Wednesday, August 29, 2001

In the house of your growing up, can you remember the view out any of your windows? What did you look out on? Your neighbors' houses? A row of stores? Or fields, woods, water, mountains?

I remember sitting on the piano bench in our living room at 54 Fellsmere Road in Newton Centre, Massachusetts. I must have been about nine or ten. It's December, and the sun has set, not that we'd seen it much that day to begin with. The snow is thick and fresh on the ground outside, and it continues to fall; the white of the snow now seeming brighter than the gray of the day.

I've not yet turned on the lamp that stands next to the piano. As the natural light has faded, my enthusiasm for playing has also waned. Now I'm waiting.

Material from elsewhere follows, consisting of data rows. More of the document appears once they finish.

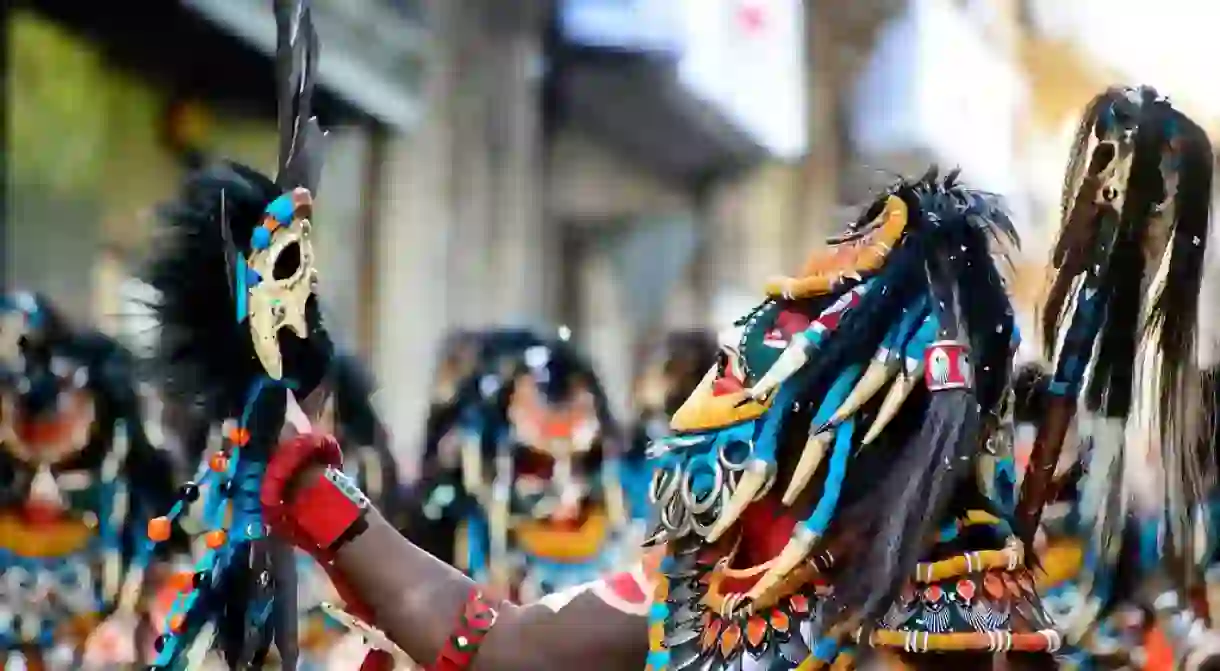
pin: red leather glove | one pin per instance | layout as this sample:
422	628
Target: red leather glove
295	469
309	502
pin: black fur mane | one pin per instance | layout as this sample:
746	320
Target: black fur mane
204	354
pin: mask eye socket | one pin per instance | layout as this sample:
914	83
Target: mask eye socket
287	262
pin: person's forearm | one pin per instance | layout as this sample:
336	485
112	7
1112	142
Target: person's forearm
415	598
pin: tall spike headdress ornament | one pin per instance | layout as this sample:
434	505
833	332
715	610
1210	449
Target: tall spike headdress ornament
240	331
1120	330
826	476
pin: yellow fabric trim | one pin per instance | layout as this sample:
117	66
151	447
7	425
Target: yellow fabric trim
971	563
543	539
1060	563
53	539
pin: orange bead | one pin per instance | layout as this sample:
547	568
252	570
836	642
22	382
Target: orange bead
218	462
159	530
215	539
182	581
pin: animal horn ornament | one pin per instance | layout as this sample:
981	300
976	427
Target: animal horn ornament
240	331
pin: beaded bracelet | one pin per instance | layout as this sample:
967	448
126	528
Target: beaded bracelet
477	617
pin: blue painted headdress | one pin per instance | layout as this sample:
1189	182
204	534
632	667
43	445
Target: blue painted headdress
239	331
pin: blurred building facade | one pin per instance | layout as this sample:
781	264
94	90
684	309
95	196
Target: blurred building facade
616	166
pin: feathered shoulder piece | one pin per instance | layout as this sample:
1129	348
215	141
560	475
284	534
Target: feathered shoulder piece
239	330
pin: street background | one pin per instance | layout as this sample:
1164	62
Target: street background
619	167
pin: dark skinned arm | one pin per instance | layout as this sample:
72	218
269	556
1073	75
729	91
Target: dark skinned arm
416	600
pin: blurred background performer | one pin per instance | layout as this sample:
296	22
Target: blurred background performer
78	483
666	376
522	470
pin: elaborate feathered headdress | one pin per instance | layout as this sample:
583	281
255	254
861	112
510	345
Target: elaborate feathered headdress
1120	317
239	327
861	389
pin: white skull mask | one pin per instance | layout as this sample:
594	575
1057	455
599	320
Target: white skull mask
284	278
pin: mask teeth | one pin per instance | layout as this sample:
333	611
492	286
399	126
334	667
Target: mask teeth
659	536
874	378
794	356
898	392
793	555
754	483
810	458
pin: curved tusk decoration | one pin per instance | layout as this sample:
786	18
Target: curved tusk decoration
893	401
879	372
810	458
792	555
753	484
794	356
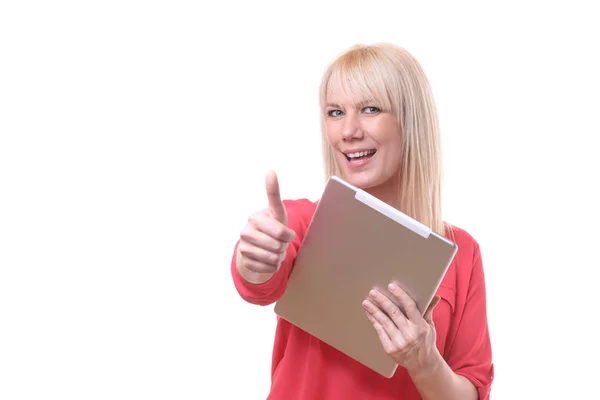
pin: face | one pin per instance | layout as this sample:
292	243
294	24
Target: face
366	141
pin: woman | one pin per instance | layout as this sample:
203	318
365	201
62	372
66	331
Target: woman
380	133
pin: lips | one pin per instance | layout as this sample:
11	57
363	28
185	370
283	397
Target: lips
358	155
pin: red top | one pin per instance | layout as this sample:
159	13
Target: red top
303	367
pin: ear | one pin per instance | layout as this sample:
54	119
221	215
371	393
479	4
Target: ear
428	316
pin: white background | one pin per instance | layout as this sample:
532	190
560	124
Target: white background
134	141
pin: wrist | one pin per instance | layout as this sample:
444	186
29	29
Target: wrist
429	367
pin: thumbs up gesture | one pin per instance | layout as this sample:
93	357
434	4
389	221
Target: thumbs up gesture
265	238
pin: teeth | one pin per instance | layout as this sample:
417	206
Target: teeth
360	153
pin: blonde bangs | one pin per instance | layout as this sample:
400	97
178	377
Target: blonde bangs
393	79
359	74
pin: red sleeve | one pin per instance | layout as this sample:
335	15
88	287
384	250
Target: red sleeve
270	291
471	352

I've spun around, back to the piano, elbows on the deep window sills, the sheer curtains pushed aside, my forehead pressed against the cold glass. The walkway, which had already been shoveled twice today, is again buried, though not as deep as the front lawn. Across our yard is the icy sidewalk, and the narrow one-way road which has become a thick river of brown, yellow, and gray slush. Across the street lay the perfectly snow enshrouded yards and Tudor homes of our neighbors.

Our family cat, Mittens, jumps up on the window sill and sits next to me. I pet him, and talk to him quietly, but we don't look at each other; we examine the ice crystals forming in the corners of the window, the icicles hanging from the eves above us, and the way our breath forms fog circles on the panes of glass. Mittens and I watch the street together and wait.

The snow continues to fall, gathering force and showing no signs of ever letting up. From the other room I hear the news; car accidents, school closings, and downed power lines. The street is incredibly quiet and still, the falling snow being the only motion or life in evidence.

Finally, seemingly hours after it should have happened, the reflection of headlights illuminates the slush and snow filled driveway. The sound of a car door slamming begins the symphony. Next are stirrings from above, as my brothers emerge from their rooms upstairs. The tapping of my mother's shoes approaching up the hallway from the kitchen leads into the sound of feet pounding down the stairs. The crescendo is the shutting of the front door and the rustle of a heavy coat being hung in the front closet. My father's finally home from work and life returns to 54 Fellsmere Road.